Jugeant prématuré de faire une évaluation de la loi criminalisant le viol, la Secrétaire générale du ministère de la Justice annonce qu’«une baisse sensible des cas de viol suivis de meurtre» a été relevée par la tutelle. Mme Aïssé Gassama Tall plaide pour une sensibilisation de la société sur les agressions sexuelles afin qu’il y ait une meilleure appropriation de la loi criminalisant le viol et la pédophilie.
Le ministère de la Justice a constaté «une baisse sensible des cas de viol suivis de meurtre» au Sénégal, depuis le vote de la loi criminalisant le viol et la pédophilie, a déclaré, lundi, à Dakar, sa Secrétaire générale, Aïssé Gassama Tall. «Il est un peu prématuré de faire une évaluation de cette loi parce qu’il faut au moins cinq à six années d’application pour qu’on puisse mesurer son efficacité (…) Mais sur la base des statistiques disponibles au ministère de la Justice, à la direction des Affaires criminelles et des grâces notamment, nous notons une baisse sensible des cas de viol suivis de meurtre», a révélé Mme Tall. Elle présidait un panel consacré à la loi criminalisant le viol et la pédophilie. Cette loi adoptée par l’Assemblée nationale, le 30 décembre 2019, est en vigueur depuis le 10 janvier 2020.

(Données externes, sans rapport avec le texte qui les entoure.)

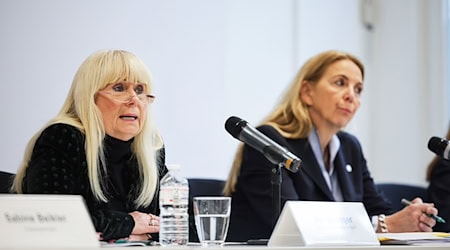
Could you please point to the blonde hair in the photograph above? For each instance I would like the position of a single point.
(291, 116)
(79, 110)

La perception de ladite loi par les citoyens, son appropriation par eux et son application sont l’objet du panel dirigé par Aïssé Gassama Tall, à l’initiative de l’Association des juristes sénégalaises (Ajs). L’Ajs a publié des statistiques qui semblent confirmer la baisse des violences sexuelles, à la suite de l’adoption de ladite loi.
Les sept boutiques de droit ouvertes par l’Association des juristes sénégalaises à la Médina, à Pikine, Thiès (ouest), Kaolack (centre), Ziguinchor, Kolda, Sédhiou (sud) et Kébémer (nord-ouest) ont recensé 1229 cas de violences exercées sur des femmes, des filles et des garçons, de janvier à novembre 2019, selon un document. En 2020, l’Ajs a recensé 290 cas de violences de même nature, soit le quart environ du nombre de cas dénombrés durant l’année précédente.
De janvier à juin 2021, ajoute le document de ladite association, 167 cas ont été enregistrés. «La lutte contre les violences faites aux femmes et aux enfants a toujours été au cœur des préoccupations des autorités étatiques et n’a jamais cessé de figurer parmi les principaux axes de la politique pénale» sénégalaise, a souligné Aïssé Gassama Tall. Elle estime que «cette volonté politique, qui s’est traduite par plusieurs instruments» juridiques, est à l’origine de la loi criminalisant le viol et la pédophilie. «Aussi devrons-nous avoir à l’esprit qu’un seul cas de viol ou de pédophilie (…) mérite que la société tout entière continue de se mobiliser, afin de combattre définitivement ce fléau», a soutenu Mme Tall. La loi criminalisant le viol et la pédophilie punit ces actes de violence d’une peine pouvant aller jusqu’à la réclusion criminelle à perpétuité.
La Secrétaire générale du ministère de la Justice préconise la sensibilisation des populations sur «la gravité des agressions sexuelles». «Nous avons le défi de l’appropriation de cette loi, le défi de faire en sorte que la société soit sensibilisée sur les agressions sexuelles, pour qu’il y ait une bonne vulgarisation de la loi», a-t-elle insisté, proposant qu’«on aille vers les populations pour les sensibiliser sur la gravité des faits d’agression sexuelle».
«Il y a également le défi de l’application de la loi. Nous pensons que pour qu’il y ait une bonne application, il faut une synergie des actions», a suggéré Mme Tall. «Les gens ont souvent tendance à dire que la justice ne sanctionne pas sévèrement.» Aïssé Gassama Tall estime que «la justice ne peut pas sanctionner si la victime ou ses parents ne portent pas plainte pour les faits de viol [ou de pédophilie]».
«L’objectif général de cette rencontre est d’arriver à une meilleure appropriation de la loi criminalisant le viol et la pédophilie, dans le but de parvenir à une application effective de la loi», a expliqué la présidente de l’Ajs, Aby Diallo. «Il convient d’échanger sur les écueils et difficultés de la mise en œuvre de la loi, afin d’impliquer et de sensibiliser les communautés et les leaders religieux», a ajouté Mme Diallo, invitant ces derniers à «dénoncer» les cas de viol dont ils sont informés.
Plusieurs organisations et associations de femmes de la Côte d’Ivoire, de la Guinée et du Mali étaient représentées au panel.